Вдруг от стога жгучей короткой струей плеснулся свет, опалил волку бок, плеснулся еще раз, и морозная тишь загрохотала.
Волк шарахнулся в сторону и исчез в ночи.
Федор свистнул ему вдогонку, поулюлюкал, и вот словно громадная копна отделилась от стога, — на широчайшем овчинном тулупе Федора висели клочки сена; от вскинутого на плечо ружья тянуло гарью.
— Ать, дьявол! Ать, супостат! — с превеликой жалостью бормотал он, вглядываясь в густую муть, поглотившую зверя. — Ведь прямо на нас пер! «Знаем, мол, вас, охотников!» А мы… вот уж… — Разминая в рукавицах иззябшие пальцы, он несколько секунд слушал, как в садах, перекатываясь, затихают отголоски выстрелов, и, повернувшись к стогу, сердито крикнул: — Говорил тебе, черту, — захвати картечи! Кто ж на волков с утиной дробью? Додумался!
— Да что я… Соломон тебе? — равнодушным баском отозвался из-под навеса другой охотник, Пашка Морозов. — Мы ж под зайцев метили, кто его знал. Мне вот за шею трухи насыпало, провались оно… Колет, ф-ф… терпежу нет! — Он пошуршал сеном, выбрался из укрытия и неуклюже прошелся в танце, разворошив валенками сугроб. Нимало не огорчаясь неудачей, закурил, позубоскалил насчет своих охотничьих способностей и поднял ружьишко. — Ну, давай, паря, сматываться, хватит. А то не дотащим, ей-бо. Идолов косоглазых теперь все одно не дождемся. А? Чего? Посидеть с часок? Да бро-ось! Успеем поседеть! Седых-то девки не очинно уважают.
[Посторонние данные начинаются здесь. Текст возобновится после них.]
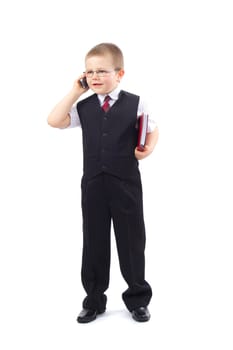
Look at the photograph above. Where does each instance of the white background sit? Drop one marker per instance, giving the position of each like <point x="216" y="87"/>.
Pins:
<point x="178" y="55"/>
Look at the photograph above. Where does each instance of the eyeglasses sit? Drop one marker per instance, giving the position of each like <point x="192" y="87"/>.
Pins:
<point x="100" y="73"/>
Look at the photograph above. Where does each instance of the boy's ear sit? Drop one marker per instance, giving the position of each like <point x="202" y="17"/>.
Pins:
<point x="121" y="73"/>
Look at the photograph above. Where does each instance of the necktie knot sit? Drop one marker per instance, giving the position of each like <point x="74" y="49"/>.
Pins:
<point x="106" y="104"/>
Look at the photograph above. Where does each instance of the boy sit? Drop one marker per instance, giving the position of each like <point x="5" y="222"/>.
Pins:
<point x="111" y="184"/>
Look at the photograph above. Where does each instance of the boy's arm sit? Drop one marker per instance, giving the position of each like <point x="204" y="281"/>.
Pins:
<point x="59" y="117"/>
<point x="151" y="141"/>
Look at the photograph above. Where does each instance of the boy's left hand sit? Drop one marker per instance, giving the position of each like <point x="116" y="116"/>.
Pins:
<point x="143" y="154"/>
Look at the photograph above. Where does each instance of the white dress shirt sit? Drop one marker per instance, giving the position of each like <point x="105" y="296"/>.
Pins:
<point x="142" y="109"/>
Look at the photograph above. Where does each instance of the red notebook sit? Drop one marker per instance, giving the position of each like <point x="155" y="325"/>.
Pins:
<point x="142" y="131"/>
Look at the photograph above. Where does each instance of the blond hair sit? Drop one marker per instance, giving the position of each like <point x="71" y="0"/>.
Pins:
<point x="108" y="49"/>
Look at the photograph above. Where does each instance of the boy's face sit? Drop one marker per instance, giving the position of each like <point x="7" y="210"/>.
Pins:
<point x="101" y="75"/>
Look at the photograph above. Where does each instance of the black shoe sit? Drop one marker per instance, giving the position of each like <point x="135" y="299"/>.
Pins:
<point x="141" y="314"/>
<point x="88" y="315"/>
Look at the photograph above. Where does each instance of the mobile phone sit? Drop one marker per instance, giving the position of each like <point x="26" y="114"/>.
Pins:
<point x="83" y="83"/>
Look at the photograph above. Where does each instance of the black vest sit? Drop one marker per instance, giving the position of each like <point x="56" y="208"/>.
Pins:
<point x="109" y="139"/>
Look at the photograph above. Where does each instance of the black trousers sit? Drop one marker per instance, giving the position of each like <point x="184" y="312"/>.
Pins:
<point x="107" y="198"/>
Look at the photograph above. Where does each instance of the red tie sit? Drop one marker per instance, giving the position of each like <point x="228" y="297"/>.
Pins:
<point x="106" y="105"/>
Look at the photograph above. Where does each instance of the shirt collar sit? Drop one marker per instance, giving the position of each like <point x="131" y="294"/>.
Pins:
<point x="113" y="94"/>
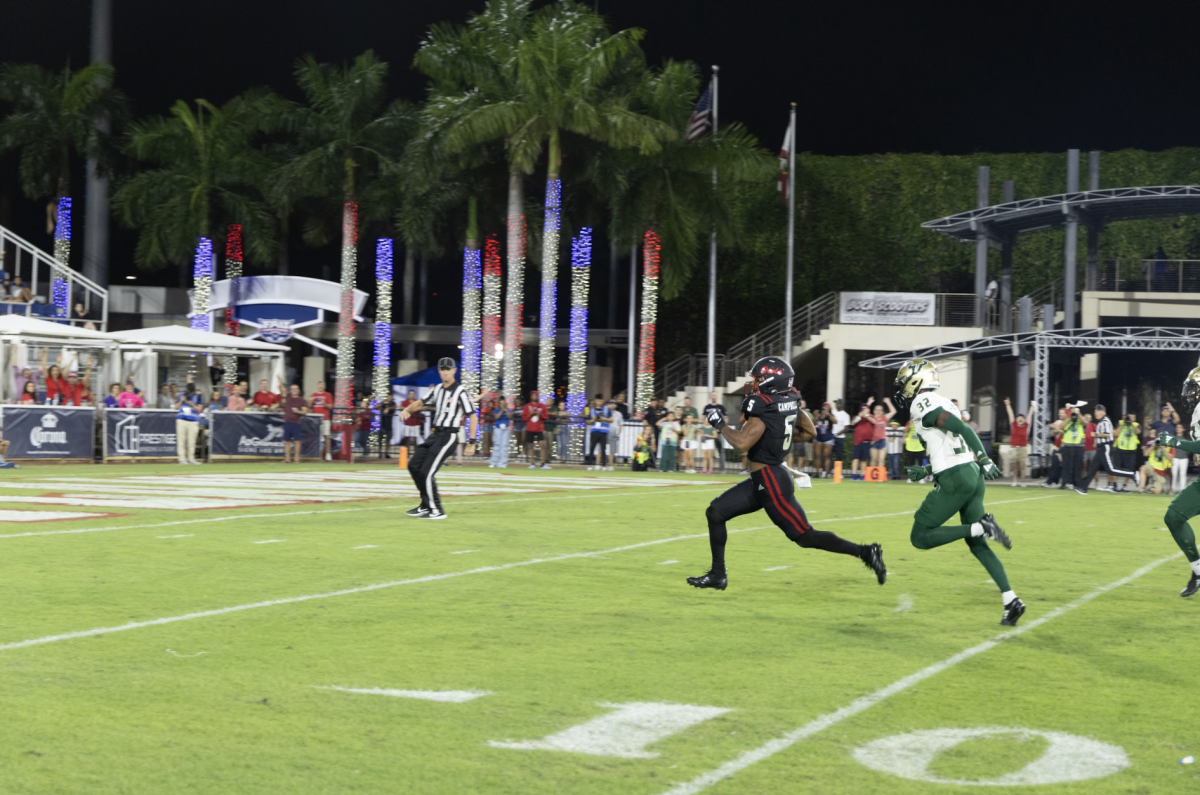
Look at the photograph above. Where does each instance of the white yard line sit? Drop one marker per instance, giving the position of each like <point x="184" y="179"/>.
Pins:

Пойдем!
Проваливаясь в сугробах, они обогнули заиндевевшие сады, белые, словно в майском уборе, прокатились по ледку через речку и вошли в хутор. Улица была пуста, безлюдна. На том конце ее все еще ликовал собачий гам, поднятый выстрелами. Туман редел, и в небе гроздьями проступали звезды. Хаты понуро глядели захлопнутыми ставнями. Только у одной, кособокой, вросшей в сугроб, поблескивала полоска света. Она вздрагивала, гасла и снова ложилась на снег. Федор заметил полоску еще издали и свернул к палисаднику. «Ну, ясно, от лампы, — подумал он, перегнувшись через плетенек. — Значит, посиделки не разошлись и Надя тут». Федор внезапно почувствовал, что мороз стал значительно слабее, в сущности, даже совсем тепло стало — тихо, ведренно, а они все в тулупы кутаются. И он рывком откинул мохнатый, увешанный сосульками воротник.
— Ты, случаем, не замерз? — непроизвольно сбавляя шаг, окликнул он друга, — Давай забредем к Парсановым, погреемся… А?.. У них посиделки ныне. Не разошлись еще. Ведь только одиннадцать на колокольне отстукали.
До них донеслась девичья приглушенная песня, и Федор, который шел впереди, подобрал полы, переступил через низкие, утонувшие в сугробе хворостяные воротца.
Пашка зацепился полой за сучки и, барахтаясь, застрял в воротцах.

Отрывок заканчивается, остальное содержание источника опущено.